After the post about the daily tasks of a project engineer, I will further give a view on what I like of being a project engineer. The next and last post of this series will be on the things I did not like from that job.
When I first started the job, I was thrilled that I would learn about the new technologies from the clients. The company does not own any technology to make sure that the market is as wide as possible. As the projects are relatively short and the clients are many, there are many technologies I can learn. I cannot expose them here as it is part of the secrecy agreement. However, most of the technologies are standard processing technologies in the oil and gas processing companies, but tweaked a bit - like using new catalysts or new separation technology. Now I really understand how they translate the concept into reality.
And then I learned how to design a plant. I can now arrange the equipment and instruments of a plant in a good order. Like when you connect a gas bottle to the plant, you will need to have at least a pressure reducer, a flow controller, and a pressure relief valve to protect the lines. Many instruments are required for one single gas line. To imagine that I have supervised plant design projects in my former job (I was a lecturer) without knowing any of these!
I learned about standards and norms. Working in engineering means that you have to deal with many safety norms. A few example here is API for the designing of pressure relief valves, and Pressure Equipment Directive for designing a pressurized vessel. Every type of industry has its own set of standards. As I was building a hazardous plant, I had to deal with a certified inspector as well.
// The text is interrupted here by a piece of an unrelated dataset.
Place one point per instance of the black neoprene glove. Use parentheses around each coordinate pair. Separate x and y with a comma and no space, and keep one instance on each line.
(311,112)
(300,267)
I have learned to use Dutch properly. Albeit having mostly foreign clients, all my colleagues and most of the suppliers are from the Netherlands. I spoke quite good Dutch before start working there, but then I also learned how to write a formal letter. I used Google Translate a lot in composing my emails just to make sure that I did not make any embarrassing mistakes.
They treated me like human - they give compensation for overtime, clean and roomy office, fast computers, good managers. The salary standard for a construction company is lower than for chemical industries. I was not really satisfied with my salary. But unlike in the university, I was not expected to make more than 40 hours a week. And when I asked if I could work for 4 days a week to have more time to finish my PhD thesis, they allowed me to.
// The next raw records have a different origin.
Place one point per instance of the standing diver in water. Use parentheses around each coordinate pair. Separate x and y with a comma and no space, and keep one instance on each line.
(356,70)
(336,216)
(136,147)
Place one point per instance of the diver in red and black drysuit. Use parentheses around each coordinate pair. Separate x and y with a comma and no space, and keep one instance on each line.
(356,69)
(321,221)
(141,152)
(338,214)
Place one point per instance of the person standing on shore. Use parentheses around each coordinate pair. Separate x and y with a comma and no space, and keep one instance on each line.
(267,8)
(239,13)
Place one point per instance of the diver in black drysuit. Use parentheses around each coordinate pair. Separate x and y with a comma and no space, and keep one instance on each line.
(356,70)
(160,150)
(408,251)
I brushed up my communication skill. There were a lot of culture difference here because nearly everybody working there were born and raised in the region. They have their accent and their communication style. And there were engineers, technicians, and suppliers. Each group should be treated differently, and I was trying hard to get along well.
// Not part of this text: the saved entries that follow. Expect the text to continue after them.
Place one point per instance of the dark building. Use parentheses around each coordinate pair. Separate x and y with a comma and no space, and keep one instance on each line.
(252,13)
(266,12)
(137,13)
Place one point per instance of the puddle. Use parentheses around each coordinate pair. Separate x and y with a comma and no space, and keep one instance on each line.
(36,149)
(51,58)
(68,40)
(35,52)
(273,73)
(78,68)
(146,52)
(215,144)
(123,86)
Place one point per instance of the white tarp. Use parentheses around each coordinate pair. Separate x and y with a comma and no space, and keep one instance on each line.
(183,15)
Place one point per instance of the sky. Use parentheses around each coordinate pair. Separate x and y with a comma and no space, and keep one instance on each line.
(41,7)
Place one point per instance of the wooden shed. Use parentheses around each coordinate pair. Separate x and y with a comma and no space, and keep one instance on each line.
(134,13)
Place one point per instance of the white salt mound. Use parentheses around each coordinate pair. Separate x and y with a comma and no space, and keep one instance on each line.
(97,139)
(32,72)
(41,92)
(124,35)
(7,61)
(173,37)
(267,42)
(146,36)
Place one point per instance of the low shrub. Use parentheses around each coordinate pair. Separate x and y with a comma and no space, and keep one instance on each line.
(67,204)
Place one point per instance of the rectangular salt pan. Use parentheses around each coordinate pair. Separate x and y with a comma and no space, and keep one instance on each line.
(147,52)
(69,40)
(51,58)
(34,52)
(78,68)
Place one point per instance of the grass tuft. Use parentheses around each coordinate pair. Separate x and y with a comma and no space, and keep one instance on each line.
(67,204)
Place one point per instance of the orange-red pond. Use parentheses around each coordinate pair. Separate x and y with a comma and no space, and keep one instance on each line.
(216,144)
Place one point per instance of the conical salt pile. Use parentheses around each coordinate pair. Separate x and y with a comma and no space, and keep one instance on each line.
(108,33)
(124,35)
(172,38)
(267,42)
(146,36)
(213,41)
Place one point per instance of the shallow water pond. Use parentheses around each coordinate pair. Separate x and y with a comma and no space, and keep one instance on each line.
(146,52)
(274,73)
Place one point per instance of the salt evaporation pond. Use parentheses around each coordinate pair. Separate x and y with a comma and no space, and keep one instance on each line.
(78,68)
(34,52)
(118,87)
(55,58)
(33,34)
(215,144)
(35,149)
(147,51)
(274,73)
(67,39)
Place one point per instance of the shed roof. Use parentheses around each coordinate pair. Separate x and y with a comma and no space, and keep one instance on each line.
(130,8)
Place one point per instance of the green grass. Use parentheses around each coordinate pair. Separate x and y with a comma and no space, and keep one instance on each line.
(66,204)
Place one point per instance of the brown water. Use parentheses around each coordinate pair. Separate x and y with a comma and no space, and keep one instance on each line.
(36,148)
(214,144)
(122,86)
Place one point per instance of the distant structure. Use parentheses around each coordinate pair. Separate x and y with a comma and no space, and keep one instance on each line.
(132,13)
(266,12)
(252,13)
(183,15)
I learn to work in a very organized way. That is the good thing about engineering. Because you are working in a team, it is crucial that everybody has access and could understand what the other was doing, so when somebody is ill, the others can pick up the work easily. So every email and every piece of calculation were organized in the Outlook or in the network drive. There is a rule on numbering. Every single step should be documented.
I learn to work fast. There is no time to think.
There were some nice colleagues. The colleagues were very helpful, they will answer any questions I had although I am distracting them from work.